Of course, poor planning is not the cause of all social ills, as the authors seem to say, but it causes some of them. What may rankle readers is the necessity for government direction, and intergovernmental co-operation, necessary to build the sensible communities that the authors suggest -- which to my mind is the American Dream. Like many, I don't want bigger government, but I wouldn't mind more effective government.
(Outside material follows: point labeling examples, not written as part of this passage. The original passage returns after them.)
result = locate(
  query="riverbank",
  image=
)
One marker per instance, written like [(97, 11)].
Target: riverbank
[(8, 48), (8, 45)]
I am fortunate to live in a city (Chicago) with a well-run public transportation system. I can afford a car, but I enjoy taking the train to work, and having almost everything I need close enough to walk to. Yes, I pay more to live in the city, but I have friends here and the convenience is worth the price.
Suburban Nation: The Rise of Sprawl & the Decline of the American Dream by Andres Duany, Elizabeth Plater-Zyberk, and Jeff Speck. New York: North Point Press. 2000. ISBN: 0865476063.